I took note of the discussion that spontaneously erupted at the end of the parish annual meeting-in a good way. Trust me, I’ve seen it happen otherwise. You raised the matter of affordable housing on Vashon Island as something to seek with all your loving and wise hearts, as ones who follow the loving requirements of Jesus. And you came to a resting point, just as someone wisely clued us it that it was lunch time, that affordable housing is a bigger issue than a small church with a loving heart could take on by itself. It was a brief but honest conversation about what was stirring in you- a feel, a sense of “Yes” to life and blessing, and also a wise ‘no’, an awareness of your own limits, lack of knowledge, need for others, and maybe proclivity to bite off more than you can chew in a moment of inspiration or righteous concern. It was an honest conversation about letting your yes be yes and your no be no, a movement toward simplicity and plainness and gentle but unvarnished honesty within your common life. It was a coming into the knowledge of the heart. Really, really it was.

And this is at the heart of the work that Jesus calls us into, expects of us as ones growing and maturing in our faith, and maybe maturing into being loving and wise elders. The call to such eldership is one the world may need right now, and which is somewhat undervalued in many churches. Our present age doesn’t seem to teach or model skills or values to tending life in common; your smart phone conveys no shortage of models for nursing grievances and resentments, and for discrediting or actively pulling down the institutions that make common life work. One of those may just be eldership, and the implicit thought that sometimes, someone else may just know better than you. Lean not on your own understanding but trust in God with all your heart” we can read in the book of proverbs. But much more than that-eldership means becoming the kind of people whose hearts can make room for others to come to know their own hearts. Whose simplicity and honesty invite self-knowledge and clarity of desire, who let our yes be yes and no be no, who gently but firmly clarify the way for us when we grieve and rage, or become distracted, with whom we find a moment’s worth of home.
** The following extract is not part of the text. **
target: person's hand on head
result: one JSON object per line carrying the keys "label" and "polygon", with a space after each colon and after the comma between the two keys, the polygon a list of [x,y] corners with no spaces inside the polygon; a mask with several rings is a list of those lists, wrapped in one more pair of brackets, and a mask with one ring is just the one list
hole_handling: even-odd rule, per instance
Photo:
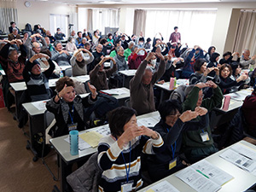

I wonder if the lack of housing for our bodies, scandalous and in need of redress as this is, doesn’t paper over a deeper lack of housing for our hearts. I’ve been reading a 12-century theologian Hugh of St Victor the past several years, he says that God builds a place within us to dwell. It is a house within our hearts, and we are part of that building process. From out of our distracted attention-people were distracted in the 1100’s too-, we begin to assemble the pieces and the pattern and the process for a renewed heart, built on the sure foundation, centered, stabile yet ready to follow the word, the way of the one who calls us. We deal with the details and complexities of money, and conflicting, murky interests, geology and zoning, to set the posts plumb. It’s all a chance for heart work, the work of listening and honesty, of recovering and tending our capacity to know, to pay attention, and go about what God has asked us to do with simplicity, honesty and hearts desiring the better way with which Jesus, and our faithful elders and God have reacquainted us.